This has caused extensive delays because counties determined that some homes were too large for their lots or for a septic permit, as specified in local ordinances.
Marsha Funderburk of the Columbus County Building Inspections Department wrote a letter in December to ReBuild NC. In it, she complained about the problems the agency was causing homeowners and local officials.
“ReBuild takes one year to approve the application.
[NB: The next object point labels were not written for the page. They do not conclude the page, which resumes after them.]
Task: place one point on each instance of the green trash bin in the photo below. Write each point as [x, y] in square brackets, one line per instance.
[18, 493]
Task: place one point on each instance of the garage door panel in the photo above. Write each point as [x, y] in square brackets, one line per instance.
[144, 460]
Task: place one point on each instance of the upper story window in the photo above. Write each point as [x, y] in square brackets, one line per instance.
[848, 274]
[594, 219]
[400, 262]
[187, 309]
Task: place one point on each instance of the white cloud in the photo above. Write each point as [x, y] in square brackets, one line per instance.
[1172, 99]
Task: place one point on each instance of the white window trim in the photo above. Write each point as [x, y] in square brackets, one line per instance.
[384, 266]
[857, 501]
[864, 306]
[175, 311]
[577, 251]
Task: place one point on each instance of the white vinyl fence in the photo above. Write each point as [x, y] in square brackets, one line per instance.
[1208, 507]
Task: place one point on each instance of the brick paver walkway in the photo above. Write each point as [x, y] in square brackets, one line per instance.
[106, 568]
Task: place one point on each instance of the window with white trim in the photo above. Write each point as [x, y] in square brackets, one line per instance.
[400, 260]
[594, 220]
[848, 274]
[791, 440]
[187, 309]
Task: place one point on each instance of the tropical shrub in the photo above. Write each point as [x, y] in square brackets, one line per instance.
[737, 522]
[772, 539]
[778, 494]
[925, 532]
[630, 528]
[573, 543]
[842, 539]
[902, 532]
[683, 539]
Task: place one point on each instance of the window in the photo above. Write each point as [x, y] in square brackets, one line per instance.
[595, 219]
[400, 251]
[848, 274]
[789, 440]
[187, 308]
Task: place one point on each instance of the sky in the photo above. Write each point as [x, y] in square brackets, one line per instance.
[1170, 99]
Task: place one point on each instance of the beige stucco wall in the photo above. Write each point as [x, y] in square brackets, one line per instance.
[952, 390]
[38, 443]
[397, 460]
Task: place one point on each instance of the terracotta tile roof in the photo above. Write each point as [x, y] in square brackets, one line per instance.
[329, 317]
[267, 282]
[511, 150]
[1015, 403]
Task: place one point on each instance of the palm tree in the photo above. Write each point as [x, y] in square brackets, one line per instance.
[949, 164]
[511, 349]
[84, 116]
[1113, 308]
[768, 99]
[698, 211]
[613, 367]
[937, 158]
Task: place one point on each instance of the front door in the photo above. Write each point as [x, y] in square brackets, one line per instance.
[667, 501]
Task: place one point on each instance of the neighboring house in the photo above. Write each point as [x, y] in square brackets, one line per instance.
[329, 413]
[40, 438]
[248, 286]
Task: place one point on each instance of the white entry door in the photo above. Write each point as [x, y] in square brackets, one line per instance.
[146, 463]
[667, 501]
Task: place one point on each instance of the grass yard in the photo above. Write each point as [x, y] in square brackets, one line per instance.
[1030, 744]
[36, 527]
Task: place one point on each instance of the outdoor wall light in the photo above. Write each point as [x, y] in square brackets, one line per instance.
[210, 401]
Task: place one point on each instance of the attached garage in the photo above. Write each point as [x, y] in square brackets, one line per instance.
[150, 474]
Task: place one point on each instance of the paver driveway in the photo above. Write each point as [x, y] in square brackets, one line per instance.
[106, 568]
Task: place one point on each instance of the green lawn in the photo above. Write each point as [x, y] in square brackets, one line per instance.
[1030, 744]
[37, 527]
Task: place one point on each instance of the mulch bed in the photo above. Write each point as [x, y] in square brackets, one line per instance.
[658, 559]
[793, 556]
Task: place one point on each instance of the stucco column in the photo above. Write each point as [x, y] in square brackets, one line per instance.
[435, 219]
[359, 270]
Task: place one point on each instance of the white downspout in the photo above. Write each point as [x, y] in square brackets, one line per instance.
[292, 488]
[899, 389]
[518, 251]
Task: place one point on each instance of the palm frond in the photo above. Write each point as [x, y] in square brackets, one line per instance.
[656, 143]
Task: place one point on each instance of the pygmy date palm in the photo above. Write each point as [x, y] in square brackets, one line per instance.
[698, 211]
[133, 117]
They never call the county to see if the property meets the ordinance … I have found one client to be fraud[ulent] and the county does not participate in fraudulent activities.”
Funderburk wrote that she had spoken with Ivan Duncan, then the chief program delivery officer, and made him aware of the alleged fraud. “I was told to push this through anyways.”
Duncan resigned suddenly in late November 2022 and has since moved back to New York City, where he works in real estate.
The committee has also been zeroing in on Rescue Construction Solutions.
In its investigative series, Policy Watch has examined Rescue’s performance and the business relationship between Ivan Duncan and Sheila Brewington, the company president. Notes from contractor meetings show Duncan gave Rescue preferential treatment, holding it to different performance standards so it could continue bidding on projects.
Rescue won a $52 million bid to build 226 modular homes in August 2021. At the time, ReBuild NC officials said the modular program would get homes built more quickly. But by the end of February 2023 Rescue had completed just 20 of the 226 in the award package.
Pennwest Homes, a national modular home builder based in Pennsylvania, sent a letter to the committee last week.
Since last summer, Pennwest has sold Rescue 14 homes, wrote Todd Griffith, general manager. Of those, 10 have been shipped. But Rescue has paid for only three of them.
Of the seven that have not been paid for, three are considered past due, meaning the invoice is older than 90 days.
Rescue ordered four more modulars, Griffith wrote, but they have been sitting at Pennwest for more than three months, awaiting Rescue’s request to ship them. Usually completed modulars stay at Pennwest no longer than two weeks.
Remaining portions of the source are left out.